Computer Motion, out of Santa Barbara, California, was the creator of Aesop a surgical-assist robot built in the 1990s. The acronym Aesop does not have Greek-authored roots but rather stands for Automated Endoscopic System for Optimal Positioning. Developed to assist surgeons for endoscopies, NASA hoped to use Aesop in space where its better than human dexterity made it highly useful for doing repairs. Aesop was voice-command controlled, much preferred over eye or head-tracking motion control for operating room procedures.
This robotic device was a second generation successor to Aesop and was first demonstrated in laboratory studies in 1995. It allowed surgeons to do minimally invasive complex procedures through incisions smaller than the diameter of a pencil. The company that created Zeus eventually merged with the creator of the next system featured in this blog.
Intuitive Systems of Sunnyvale, California, after its merger with Computer Motion, developed a robotic-assisted minimally invasive surgical system called da Vinci(R). Pictured below this robot first received FDA approval in 2000. It features a surgical console with 3D high-resolution magnified viewing connected to 4 interactive highly flexible robotic arms that can be manipulated to perform operations.
Each robotic arm features EndoWrist instruments with a range of motion far greater than a human hand. For many surgeons hand tremors can be a career ending problem but with da Vinci tremors are dramatically lessened with the robotic arms providing enhanced dexterity.
Titan Medical, out of Toronto, Canada, is in the process of developing Amadeus(R), a robotic surgical system designed for remote access surgical procedures. Amadeus gives surgeons the ability to do procedures from anywhere, whether in the operating room or on the other side of the globe. Amadeus lets the surgeon feel the patient through touch feedback technology. Several models are under development with one specifically designed to perform surgery in confined spaces where a surgeon would find it impossible to access the patient.

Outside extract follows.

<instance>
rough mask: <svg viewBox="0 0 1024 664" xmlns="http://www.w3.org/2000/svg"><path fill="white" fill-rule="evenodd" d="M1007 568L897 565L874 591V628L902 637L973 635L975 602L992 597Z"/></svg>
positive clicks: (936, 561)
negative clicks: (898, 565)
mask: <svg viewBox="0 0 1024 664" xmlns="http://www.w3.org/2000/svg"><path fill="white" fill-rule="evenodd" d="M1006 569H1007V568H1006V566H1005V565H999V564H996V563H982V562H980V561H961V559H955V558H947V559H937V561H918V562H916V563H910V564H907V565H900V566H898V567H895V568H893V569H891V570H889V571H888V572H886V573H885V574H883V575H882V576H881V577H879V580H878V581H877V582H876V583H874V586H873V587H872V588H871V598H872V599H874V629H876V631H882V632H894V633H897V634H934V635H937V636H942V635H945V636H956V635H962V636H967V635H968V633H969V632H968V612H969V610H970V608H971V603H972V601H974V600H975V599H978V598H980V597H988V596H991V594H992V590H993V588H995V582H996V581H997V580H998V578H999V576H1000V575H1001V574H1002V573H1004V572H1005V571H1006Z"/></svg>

The Near Future for Surgical Robots
Surgeons have two hands. When more are needed two or more surgeons get involved in an operation. Medical robots are not so limited and more arms means more tools can be brought to bear during a procedure with fewer surgeons needed to operate them. Robotic arms can feature touch feedback systems that provide tactile and pressure sensation to the surgical operator. Robotic arms can be generalists or specialists. One can control a 3D camera that can maneuver in the surgical site providing better than human vision while others can use multiple attached instruments to help a surgeon complete a procedure faster minimizing trauma to the patient. Robotic arms and fingers can be smaller than any human’s arms and fingers. Robotic surgeons can be autonomous entering a body, guided remotely to a surgical site, doing the repair and then exiting.
Are we there yet? Are we near the time when robots will do procedures autonomously without the presence of a surgeon? Not yet but ultimately that is where the technology is headed in the 21st century.